I have been working for a small (10 employees) company for almost 8 yrs
The employer tells us that due to the financial losses that his business suffered, he has no option but to reduce our hourly pay AND to cut the hours untill further notice, which effectively cuts my take home wage in a half. The other option given is "if you don't like this, I will stamp your Social Form"
There is nothing in writing about this proposal (I do not have a written contract either), it is only verbal.
I suppose, legally the employer is supposed to go through certain procedures to change my work pay/hours, but this is not what concerns me. I don't really want to fight with him or take him to court over this. I am prepared to accept the canges for a while.
My question is:
IF I decide to step into my employer's shoes and take this cut for a month or two, can this be held against me in the future? In other words, IF I start working these reduced hours at the reduced pay, will this mean that I accepted a new work contract and have no right to demand anything more than that from my employer in the case that he desides not to give me my hours and rate back at the later stage? How can acceptance of this unofficial cut effect my rights should the employer decide to make me officially redundant? 
Any suggestions will be greatly appreciated


----------



## FutureProof (28 Oct 2008)

If you sign a new contract then you are accepting the new terms, so if you dont agree do not sign. You will not be able to fight back later if you sign now


----------



## irash (28 Oct 2008)

*Re: Employer is changing the employment contract/conditions*

There is nothing to sign, as I have never had a written contract since I started working for this company 8 yrs ago.
The proposed by the employer changes have not been put in writing either.
Hence the question I have is: 
say, I PRACTICALLY go along with the proposed changes of my work conditions (i.e. go to work only three days a week according to the proposed new rosters AND accept a pay cheque where my hourly rate is just a half of my usual rate) for a few month
Say, my employer's financial sutiation improves later and I ask him for my normal hours and rate. 
Can he then turn back and refuse me on the basis that since I practically accepted those changes, the new (verbally agreed and observed by me) conditions are now permanent.
Worse again, what happens IF the company does go bust in a few month from now: will I be considered a full time permanent employee (this is what I am now), or will my redundancy rights be limited to those of casual/part-time employee (that what my employer is making me into at the moment not giving me any other options)? 
As I said, I dont mind to help out my employer (by accepting less hours and money for some time without asking him to carry out proper procedures required by law for such change of my employment conditions) but I dont want to find myself in the situation when I lose my rights because I PRACTICALLY accepted new conditions (even though I signed nothing)

What should I do?


----------



## Diziet (28 Oct 2008)

Be clear that casual and part time are not the same thing. If your hours are reduced to part time, you are a part time permanent employee, not a casual one. 

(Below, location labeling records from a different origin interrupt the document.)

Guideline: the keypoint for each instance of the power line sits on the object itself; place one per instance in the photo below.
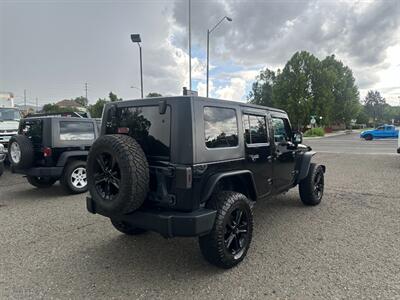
(86, 89)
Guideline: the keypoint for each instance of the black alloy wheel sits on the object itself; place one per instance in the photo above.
(319, 185)
(117, 174)
(311, 188)
(107, 176)
(236, 232)
(230, 238)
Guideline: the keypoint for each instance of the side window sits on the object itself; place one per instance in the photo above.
(282, 130)
(33, 130)
(76, 131)
(255, 129)
(220, 127)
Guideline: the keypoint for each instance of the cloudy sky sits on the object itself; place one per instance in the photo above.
(51, 48)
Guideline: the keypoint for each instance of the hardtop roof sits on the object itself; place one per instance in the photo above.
(155, 100)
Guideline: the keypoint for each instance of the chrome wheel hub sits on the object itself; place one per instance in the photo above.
(15, 153)
(79, 178)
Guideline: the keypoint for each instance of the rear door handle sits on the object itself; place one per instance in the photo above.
(254, 157)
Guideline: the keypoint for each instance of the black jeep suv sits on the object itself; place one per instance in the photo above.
(50, 148)
(192, 166)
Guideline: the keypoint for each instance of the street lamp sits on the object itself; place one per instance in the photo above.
(136, 39)
(208, 45)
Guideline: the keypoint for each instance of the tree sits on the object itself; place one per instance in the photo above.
(153, 94)
(294, 88)
(262, 89)
(97, 109)
(346, 103)
(309, 87)
(375, 105)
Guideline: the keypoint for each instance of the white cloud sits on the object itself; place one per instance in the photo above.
(234, 91)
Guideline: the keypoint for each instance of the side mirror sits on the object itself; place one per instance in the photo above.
(297, 138)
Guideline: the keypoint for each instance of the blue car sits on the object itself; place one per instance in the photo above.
(381, 132)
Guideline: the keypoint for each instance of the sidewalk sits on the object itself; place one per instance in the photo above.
(336, 133)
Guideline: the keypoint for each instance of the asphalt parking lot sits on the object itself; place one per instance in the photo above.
(347, 247)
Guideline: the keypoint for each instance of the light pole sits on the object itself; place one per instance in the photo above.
(208, 45)
(136, 39)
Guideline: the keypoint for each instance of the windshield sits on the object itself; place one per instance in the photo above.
(8, 114)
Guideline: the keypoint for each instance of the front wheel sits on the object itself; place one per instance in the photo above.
(229, 240)
(311, 188)
(41, 182)
(368, 137)
(74, 179)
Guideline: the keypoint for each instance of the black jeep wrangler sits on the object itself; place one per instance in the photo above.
(192, 166)
(51, 148)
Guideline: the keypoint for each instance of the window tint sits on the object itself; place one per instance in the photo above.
(282, 131)
(220, 125)
(33, 130)
(76, 131)
(255, 129)
(150, 129)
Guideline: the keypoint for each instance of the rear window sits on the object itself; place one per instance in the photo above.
(151, 129)
(255, 129)
(76, 131)
(220, 127)
(33, 130)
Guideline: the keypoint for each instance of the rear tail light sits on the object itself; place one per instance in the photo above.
(47, 152)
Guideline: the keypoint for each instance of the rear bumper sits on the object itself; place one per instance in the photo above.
(167, 223)
(41, 171)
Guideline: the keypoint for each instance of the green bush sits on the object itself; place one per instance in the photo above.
(318, 131)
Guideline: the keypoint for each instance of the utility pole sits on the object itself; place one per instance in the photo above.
(190, 48)
(25, 99)
(86, 88)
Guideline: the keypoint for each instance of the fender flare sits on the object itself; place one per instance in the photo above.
(304, 165)
(214, 179)
(68, 154)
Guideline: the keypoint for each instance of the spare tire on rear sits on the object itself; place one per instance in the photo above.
(20, 152)
(118, 174)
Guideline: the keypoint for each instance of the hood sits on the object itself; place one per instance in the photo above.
(9, 125)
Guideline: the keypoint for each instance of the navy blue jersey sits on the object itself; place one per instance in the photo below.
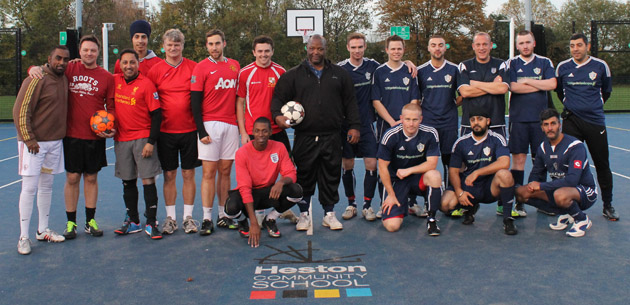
(527, 107)
(567, 165)
(394, 88)
(470, 154)
(437, 91)
(362, 79)
(405, 152)
(495, 103)
(582, 86)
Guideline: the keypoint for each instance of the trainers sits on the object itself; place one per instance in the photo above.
(457, 213)
(190, 225)
(579, 228)
(520, 209)
(546, 212)
(349, 213)
(50, 236)
(369, 214)
(92, 228)
(304, 222)
(71, 230)
(500, 211)
(128, 227)
(272, 229)
(169, 226)
(469, 218)
(415, 210)
(224, 222)
(153, 231)
(24, 246)
(610, 213)
(243, 228)
(562, 222)
(330, 221)
(432, 227)
(290, 216)
(206, 227)
(508, 226)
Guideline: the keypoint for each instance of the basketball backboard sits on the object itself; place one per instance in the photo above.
(305, 22)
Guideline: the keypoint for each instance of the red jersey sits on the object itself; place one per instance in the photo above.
(89, 91)
(255, 85)
(257, 169)
(173, 85)
(134, 102)
(217, 80)
(144, 65)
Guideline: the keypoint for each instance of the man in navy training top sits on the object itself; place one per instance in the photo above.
(531, 76)
(407, 158)
(584, 85)
(479, 172)
(572, 187)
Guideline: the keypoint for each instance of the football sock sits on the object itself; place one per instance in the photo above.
(518, 176)
(207, 213)
(130, 196)
(170, 212)
(72, 216)
(44, 200)
(506, 194)
(27, 195)
(150, 201)
(348, 180)
(89, 214)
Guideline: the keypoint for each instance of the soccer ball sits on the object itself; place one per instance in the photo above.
(102, 121)
(294, 111)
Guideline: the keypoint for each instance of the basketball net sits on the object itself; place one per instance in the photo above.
(306, 34)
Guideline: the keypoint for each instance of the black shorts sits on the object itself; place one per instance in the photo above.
(172, 145)
(84, 156)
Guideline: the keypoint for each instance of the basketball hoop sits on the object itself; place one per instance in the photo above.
(306, 33)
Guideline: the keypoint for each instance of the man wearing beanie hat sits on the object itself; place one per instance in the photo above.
(140, 32)
(479, 171)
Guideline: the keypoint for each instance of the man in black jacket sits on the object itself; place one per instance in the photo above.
(327, 93)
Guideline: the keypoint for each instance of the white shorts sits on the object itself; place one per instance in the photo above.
(49, 159)
(225, 142)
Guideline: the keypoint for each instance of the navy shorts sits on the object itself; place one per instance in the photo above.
(412, 185)
(588, 196)
(448, 136)
(525, 137)
(366, 148)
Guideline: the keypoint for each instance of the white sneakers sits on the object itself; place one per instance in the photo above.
(330, 221)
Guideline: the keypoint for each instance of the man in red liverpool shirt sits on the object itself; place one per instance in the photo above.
(91, 88)
(140, 32)
(138, 119)
(178, 133)
(258, 164)
(213, 100)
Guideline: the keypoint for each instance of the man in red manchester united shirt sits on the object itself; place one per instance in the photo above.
(138, 119)
(213, 100)
(258, 164)
(178, 133)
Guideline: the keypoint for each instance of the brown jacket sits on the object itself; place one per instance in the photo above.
(41, 108)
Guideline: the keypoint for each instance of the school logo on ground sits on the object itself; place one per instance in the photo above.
(297, 272)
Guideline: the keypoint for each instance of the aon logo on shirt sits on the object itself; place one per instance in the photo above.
(225, 84)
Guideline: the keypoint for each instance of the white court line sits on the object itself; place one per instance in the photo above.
(12, 183)
(9, 158)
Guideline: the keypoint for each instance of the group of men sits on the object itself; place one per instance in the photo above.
(198, 114)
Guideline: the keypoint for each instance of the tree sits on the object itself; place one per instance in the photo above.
(543, 12)
(455, 20)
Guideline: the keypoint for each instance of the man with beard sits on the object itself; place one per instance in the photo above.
(479, 172)
(572, 187)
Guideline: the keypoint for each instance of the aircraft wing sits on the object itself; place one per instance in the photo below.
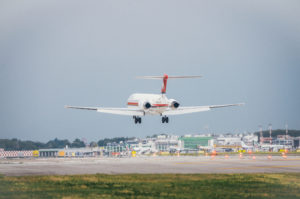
(195, 109)
(117, 111)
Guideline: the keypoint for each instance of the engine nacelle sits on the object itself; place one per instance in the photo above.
(147, 105)
(174, 104)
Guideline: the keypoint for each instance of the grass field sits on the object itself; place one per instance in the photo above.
(229, 186)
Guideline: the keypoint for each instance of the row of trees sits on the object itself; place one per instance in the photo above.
(15, 144)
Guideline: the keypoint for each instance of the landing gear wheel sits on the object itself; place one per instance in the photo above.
(137, 120)
(165, 119)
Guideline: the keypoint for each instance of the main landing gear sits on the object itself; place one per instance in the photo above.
(165, 119)
(137, 119)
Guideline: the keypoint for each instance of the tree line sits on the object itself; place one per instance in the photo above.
(15, 144)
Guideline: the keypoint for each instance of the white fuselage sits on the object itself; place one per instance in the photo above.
(159, 103)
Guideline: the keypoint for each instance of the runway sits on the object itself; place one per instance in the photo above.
(158, 164)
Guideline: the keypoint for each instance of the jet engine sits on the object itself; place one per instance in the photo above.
(174, 104)
(147, 105)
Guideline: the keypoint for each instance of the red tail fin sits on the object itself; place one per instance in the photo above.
(165, 79)
(164, 86)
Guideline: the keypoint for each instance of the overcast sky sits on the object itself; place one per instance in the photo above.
(87, 53)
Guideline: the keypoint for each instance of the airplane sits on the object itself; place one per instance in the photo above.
(141, 104)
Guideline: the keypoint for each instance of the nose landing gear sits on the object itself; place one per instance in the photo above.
(165, 119)
(137, 120)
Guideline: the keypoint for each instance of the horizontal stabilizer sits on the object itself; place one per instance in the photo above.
(169, 77)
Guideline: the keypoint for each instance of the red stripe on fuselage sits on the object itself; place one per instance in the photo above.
(133, 103)
(160, 105)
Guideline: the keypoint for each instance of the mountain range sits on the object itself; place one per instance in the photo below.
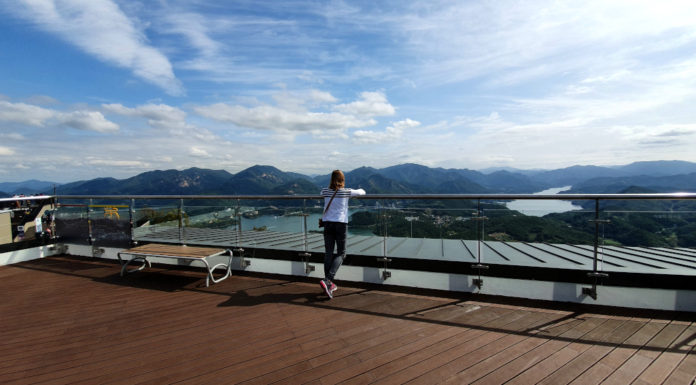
(657, 176)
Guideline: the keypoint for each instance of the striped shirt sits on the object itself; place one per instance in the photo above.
(338, 212)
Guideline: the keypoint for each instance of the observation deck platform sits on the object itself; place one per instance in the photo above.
(74, 320)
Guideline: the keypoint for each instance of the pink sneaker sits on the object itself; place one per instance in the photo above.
(327, 288)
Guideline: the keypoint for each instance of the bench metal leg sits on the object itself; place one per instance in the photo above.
(125, 265)
(210, 276)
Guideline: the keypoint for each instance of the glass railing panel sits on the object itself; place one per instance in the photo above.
(109, 223)
(72, 222)
(650, 236)
(420, 229)
(158, 222)
(541, 234)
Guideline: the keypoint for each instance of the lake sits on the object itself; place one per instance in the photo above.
(539, 208)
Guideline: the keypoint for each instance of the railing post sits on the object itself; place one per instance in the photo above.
(305, 254)
(479, 218)
(595, 274)
(90, 239)
(239, 249)
(182, 230)
(385, 273)
(131, 220)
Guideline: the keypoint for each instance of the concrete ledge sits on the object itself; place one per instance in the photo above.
(29, 254)
(617, 296)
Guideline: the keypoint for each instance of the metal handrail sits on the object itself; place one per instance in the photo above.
(649, 196)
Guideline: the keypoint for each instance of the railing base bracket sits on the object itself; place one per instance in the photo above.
(591, 291)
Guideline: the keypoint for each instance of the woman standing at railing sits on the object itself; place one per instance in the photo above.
(335, 222)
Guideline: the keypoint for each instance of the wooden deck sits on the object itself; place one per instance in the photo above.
(72, 320)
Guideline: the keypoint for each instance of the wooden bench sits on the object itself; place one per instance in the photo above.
(180, 252)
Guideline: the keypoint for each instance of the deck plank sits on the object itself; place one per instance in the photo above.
(74, 320)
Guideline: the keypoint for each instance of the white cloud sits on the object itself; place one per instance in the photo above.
(88, 121)
(159, 116)
(38, 117)
(199, 152)
(6, 151)
(291, 113)
(392, 133)
(370, 105)
(25, 113)
(101, 29)
(117, 163)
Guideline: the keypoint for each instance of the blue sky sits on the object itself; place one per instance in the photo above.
(93, 88)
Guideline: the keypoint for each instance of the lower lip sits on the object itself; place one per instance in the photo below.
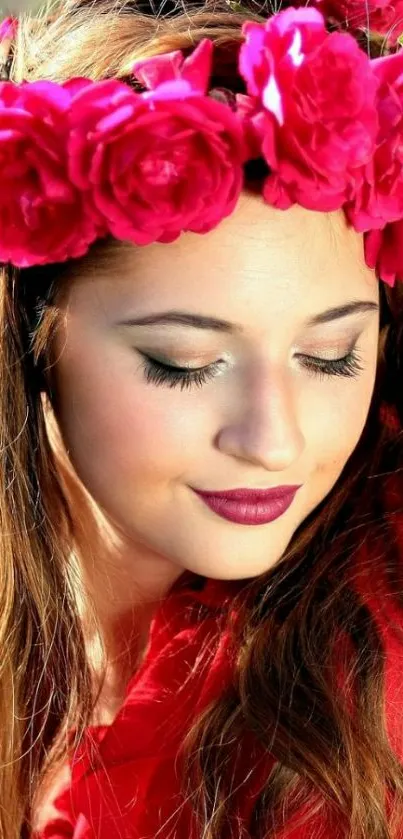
(248, 512)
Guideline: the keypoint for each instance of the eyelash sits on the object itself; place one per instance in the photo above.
(160, 374)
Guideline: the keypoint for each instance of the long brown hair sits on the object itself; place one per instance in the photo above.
(283, 692)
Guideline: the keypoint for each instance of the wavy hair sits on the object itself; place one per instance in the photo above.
(284, 693)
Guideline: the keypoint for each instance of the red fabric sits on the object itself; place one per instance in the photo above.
(125, 779)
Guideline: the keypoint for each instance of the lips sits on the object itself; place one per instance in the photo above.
(250, 506)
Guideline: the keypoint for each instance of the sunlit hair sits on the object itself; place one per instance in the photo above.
(292, 616)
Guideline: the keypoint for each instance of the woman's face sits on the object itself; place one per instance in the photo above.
(279, 314)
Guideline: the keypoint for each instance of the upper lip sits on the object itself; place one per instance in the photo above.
(244, 494)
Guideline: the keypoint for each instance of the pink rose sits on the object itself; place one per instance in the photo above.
(159, 162)
(378, 16)
(43, 218)
(384, 252)
(380, 200)
(313, 97)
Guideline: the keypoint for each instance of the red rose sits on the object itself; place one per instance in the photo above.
(313, 97)
(43, 217)
(378, 16)
(380, 200)
(156, 163)
(384, 252)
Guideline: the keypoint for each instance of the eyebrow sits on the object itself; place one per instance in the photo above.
(210, 323)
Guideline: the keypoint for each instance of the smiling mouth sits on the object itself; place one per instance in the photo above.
(250, 507)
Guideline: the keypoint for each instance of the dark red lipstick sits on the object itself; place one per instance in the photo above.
(250, 506)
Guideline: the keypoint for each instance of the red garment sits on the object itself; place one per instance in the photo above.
(129, 788)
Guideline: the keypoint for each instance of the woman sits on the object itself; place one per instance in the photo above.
(201, 400)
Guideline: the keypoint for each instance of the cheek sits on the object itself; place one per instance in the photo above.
(120, 430)
(335, 426)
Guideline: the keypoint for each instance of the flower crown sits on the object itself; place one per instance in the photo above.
(84, 159)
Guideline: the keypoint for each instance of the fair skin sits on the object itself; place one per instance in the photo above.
(265, 417)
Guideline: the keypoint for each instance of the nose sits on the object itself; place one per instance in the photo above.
(263, 426)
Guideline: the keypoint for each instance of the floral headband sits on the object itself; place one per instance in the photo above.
(83, 159)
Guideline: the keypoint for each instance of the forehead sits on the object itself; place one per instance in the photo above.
(259, 261)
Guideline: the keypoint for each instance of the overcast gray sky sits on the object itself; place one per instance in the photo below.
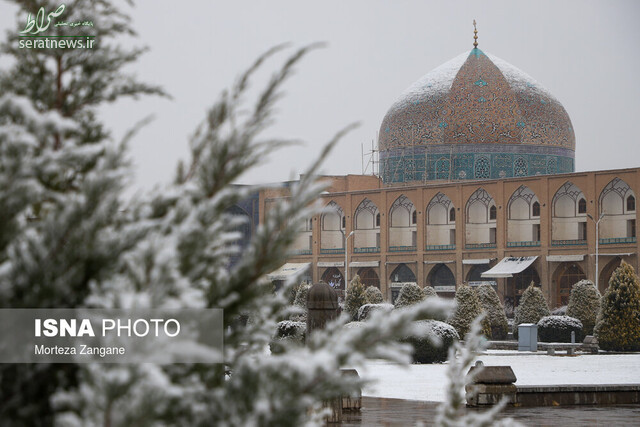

You should not assume you have any right to go back to things as they were. If you are made redundant, redundancy is generally calculated on the current salary, which in your case would be the part time one.

If your employer is in trouble, you would not get much more than statutory anyway.

Have you looked for another job? Aggressive job hunting would be my first reaction if I were in your shoes.


----------



## Silvergirl (28 Oct 2008)

Could you go and have a chat with him? What you are querying is perfectly vaild and the fact that you are willing to go along with the cuts show that you are being very accomodating to him. 

Maybe it would be best to get the outcome of this discussion in writing to cover yourself? Even a follow up email to him (if you have email in work) re-capping on this might suffice and rule out any potential ambiuity say 6 or 12 months down the line?

It might also be worth calling your lcoal citizens information bureau, who may be able to give you definite answer on your entitlements as regards to the reduced salary and hours impacting any future reduncancy payments. They should also be able to give you deatils on any supplementary benefits you may be eligible for from the social welfare.


----------



## shipibo (28 Oct 2008)

Your employer cannot unilaterally cut your wages, there must be consent from your side.

You may not have a written contract, but "Custom and Practice" counts, what was normal in your work environment.

He may reduce your hours if business is in trouble ...


----------



## Purple (28 Oct 2008)

If you think that he is being truthful about trading conditions etc and you are willing to go along with what he wants then ask for his proposal in writing and insist that it is for a defined period only. That way you are in the position of strength if he wants to extend the period.
Do not sign up to anything that means you have to go looking for a return to your current pay and wages when you feel things have improved.

What should really happen is your reduced pay should be deferred ‘till trading conditions have improved or ‘till the agreement has expired (whichever occurs first). The cut in hours can’t be deferred (obviously).


----------



## irash (12 Nov 2008)

Genuine thanks to everyone, who shared their opinion and experience.
You helped a lot!


----------